Create a table for Amazon WAF logs without partitioning - Amazon Athena
Services or capabilities described in Amazon Web Services documentation might vary by Region. To see the differences applicable to the China Regions, see Getting Started with Amazon Web Services in China (PDF).

Create a table for Amazon WAF logs without partitioning

This section describes how to create a table for Amazon WAF logs without partitioning or partition projection.

Note

For performance and cost reasons, we do not recommend using non-partitioned schema for queries. For more information, see Top 10 Performance Tuning Tips for Amazon Athena in the Amazon Big Data Blog.

To create the Amazon WAF table
  1. Copy and paste the following DDL statement into the Athena console. Modify the fields as necessary to match your log output. Modify the LOCATION for the Amazon S3 bucket to correspond to the one that stores your logs.

    This query uses the OpenX JSON SerDe.

    Note

    The SerDe expects each JSON document to be on a single line of text with no line termination characters separating the fields in the record. If the JSON text is in pretty print format, you may receive an error message like HIVE_CURSOR_ERROR: Row is not a valid JSON Object or HIVE_CURSOR_ERROR: JsonParseException: Unexpected end-of-input: expected close marker for OBJECT when you attempt to query the table after you create it. For more information, see JSON Data Files in the OpenX SerDe documentation on GitHub.

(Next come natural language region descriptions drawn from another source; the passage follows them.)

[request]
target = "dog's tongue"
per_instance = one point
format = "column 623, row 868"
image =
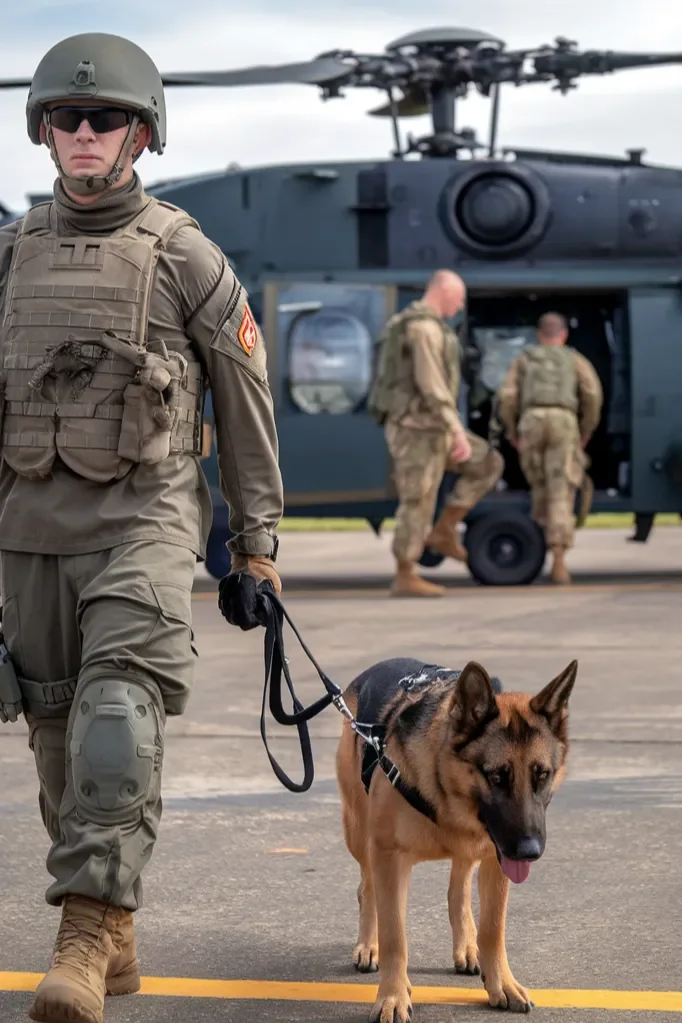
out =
column 516, row 870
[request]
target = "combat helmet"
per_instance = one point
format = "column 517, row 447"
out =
column 105, row 69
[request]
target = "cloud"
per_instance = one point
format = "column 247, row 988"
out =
column 210, row 128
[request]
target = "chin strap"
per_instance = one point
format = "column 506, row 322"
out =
column 93, row 185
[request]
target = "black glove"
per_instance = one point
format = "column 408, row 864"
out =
column 240, row 599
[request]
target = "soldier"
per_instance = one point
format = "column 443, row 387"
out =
column 414, row 396
column 549, row 403
column 118, row 314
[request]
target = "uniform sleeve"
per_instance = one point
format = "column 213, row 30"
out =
column 7, row 237
column 219, row 320
column 425, row 342
column 507, row 399
column 591, row 396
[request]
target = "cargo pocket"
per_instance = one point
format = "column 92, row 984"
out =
column 11, row 630
column 575, row 470
column 172, row 651
column 175, row 604
column 2, row 410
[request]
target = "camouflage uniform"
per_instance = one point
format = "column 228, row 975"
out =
column 550, row 398
column 416, row 398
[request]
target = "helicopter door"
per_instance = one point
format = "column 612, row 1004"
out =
column 655, row 330
column 321, row 340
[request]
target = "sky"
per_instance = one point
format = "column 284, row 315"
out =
column 210, row 129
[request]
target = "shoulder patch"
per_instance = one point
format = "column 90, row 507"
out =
column 247, row 334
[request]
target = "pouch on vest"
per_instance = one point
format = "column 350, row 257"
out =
column 150, row 409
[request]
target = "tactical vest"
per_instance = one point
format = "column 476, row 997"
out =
column 549, row 377
column 393, row 391
column 81, row 376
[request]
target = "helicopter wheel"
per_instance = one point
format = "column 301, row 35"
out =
column 218, row 558
column 505, row 549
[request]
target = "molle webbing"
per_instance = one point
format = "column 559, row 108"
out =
column 63, row 391
column 48, row 694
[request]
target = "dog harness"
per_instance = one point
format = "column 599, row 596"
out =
column 272, row 613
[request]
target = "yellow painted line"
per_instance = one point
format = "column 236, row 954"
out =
column 261, row 990
column 331, row 592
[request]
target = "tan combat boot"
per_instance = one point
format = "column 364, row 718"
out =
column 123, row 976
column 408, row 583
column 444, row 537
column 73, row 990
column 559, row 572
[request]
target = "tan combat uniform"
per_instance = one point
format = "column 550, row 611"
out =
column 419, row 427
column 104, row 507
column 550, row 398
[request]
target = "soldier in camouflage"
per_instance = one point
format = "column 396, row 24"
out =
column 414, row 397
column 116, row 315
column 550, row 404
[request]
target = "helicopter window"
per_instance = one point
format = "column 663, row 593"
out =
column 330, row 354
column 328, row 330
column 497, row 348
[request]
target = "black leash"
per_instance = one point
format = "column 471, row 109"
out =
column 275, row 664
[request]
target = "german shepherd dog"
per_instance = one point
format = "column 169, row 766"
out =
column 478, row 768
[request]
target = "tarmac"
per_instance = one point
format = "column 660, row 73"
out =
column 251, row 909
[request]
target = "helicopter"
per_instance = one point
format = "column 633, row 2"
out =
column 328, row 251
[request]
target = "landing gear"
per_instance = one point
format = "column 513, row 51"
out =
column 505, row 548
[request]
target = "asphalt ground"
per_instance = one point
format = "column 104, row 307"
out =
column 251, row 909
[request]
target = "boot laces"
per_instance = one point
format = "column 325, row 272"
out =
column 77, row 945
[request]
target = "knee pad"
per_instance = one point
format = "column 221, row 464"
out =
column 116, row 749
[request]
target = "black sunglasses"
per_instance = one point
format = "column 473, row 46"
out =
column 100, row 119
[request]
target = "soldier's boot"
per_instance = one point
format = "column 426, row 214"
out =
column 559, row 572
column 123, row 976
column 408, row 583
column 444, row 537
column 73, row 989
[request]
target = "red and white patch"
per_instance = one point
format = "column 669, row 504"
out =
column 247, row 332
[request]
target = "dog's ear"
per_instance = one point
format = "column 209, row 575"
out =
column 552, row 702
column 472, row 704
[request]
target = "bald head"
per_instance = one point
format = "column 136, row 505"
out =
column 446, row 293
column 552, row 329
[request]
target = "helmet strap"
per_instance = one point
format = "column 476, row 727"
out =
column 95, row 184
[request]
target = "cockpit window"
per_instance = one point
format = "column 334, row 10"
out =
column 329, row 361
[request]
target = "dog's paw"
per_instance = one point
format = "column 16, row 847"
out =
column 366, row 959
column 466, row 961
column 509, row 995
column 392, row 1009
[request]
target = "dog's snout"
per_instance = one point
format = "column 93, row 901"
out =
column 529, row 848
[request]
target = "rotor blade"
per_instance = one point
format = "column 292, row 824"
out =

    CREATE EXTERNAL TABLE `waf_logs`( `timestamp` bigint, `formatversion` int, `webaclid` string, `terminatingruleid` string, `terminatingruletype` string, `action` string, `terminatingrulematchdetails` array < struct < conditiontype: string, sensitivitylevel: string, location: string, matcheddata: array < string > > >, `httpsourcename` string, `httpsourceid` string, `rulegrouplist` array < struct < rulegroupid: string, terminatingrule: struct < ruleid: string, action: string, rulematchdetails: array < struct < conditiontype: string, sensitivitylevel: string, location: string, matcheddata: array < string > > > >, nonterminatingmatchingrules: array < struct < ruleid: string, action: string, overriddenaction: string, rulematchdetails: array < struct < conditiontype: string, sensitivitylevel: string, location: string, matcheddata: array < string > > >, challengeresponse: struct < responsecode: string, solvetimestamp: string >, captcharesponse: struct < responsecode: string, solvetimestamp: string > > >, excludedrules: string > >, `ratebasedrulelist` array < struct < ratebasedruleid: string, limitkey: string, maxrateallowed: int > >, `nonterminatingmatchingrules` array < struct < ruleid: string, action: string, rulematchdetails: array < struct < conditiontype: string, sensitivitylevel: string, location: string, matcheddata: array < string > > >, challengeresponse: struct < responsecode: string, solvetimestamp: string >, captcharesponse: struct < responsecode: string, solvetimestamp: string > > >, `requestheadersinserted` array < struct < name: string, value: string > >, `responsecodesent` string, `httprequest` struct < clientip: string, country: string, headers: array < struct < name: string, value: string > >, uri: string, args: string, httpversion: string, httpmethod: string, requestid: string >, `labels` array < struct < name: string > >, `captcharesponse` struct < responsecode: string, solvetimestamp: string, failureReason: string >, `challengeresponse` struct < responsecode: string, solvetimestamp: string, failureReason: string >, `ja3Fingerprint` string, `oversizefields` string, `requestbodysize` int, `requestbodysizeinspectedbywaf` int ) ROW FORMAT SERDE 'org.openx.data.jsonserde.JsonSerDe' STORED AS INPUTFORMAT 'org.apache.hadoop.mapred.TextInputFormat' OUTPUTFORMAT 'org.apache.hadoop.hive.ql.io.HiveIgnoreKeyTextOutputFormat' LOCATION 's3://amzn-s3-demo-bucket/prefix/'
  2. Run the CREATE EXTERNAL TABLE statement in the Athena console query editor. This registers the waf_logs table and makes the data in it available for queries from Athena.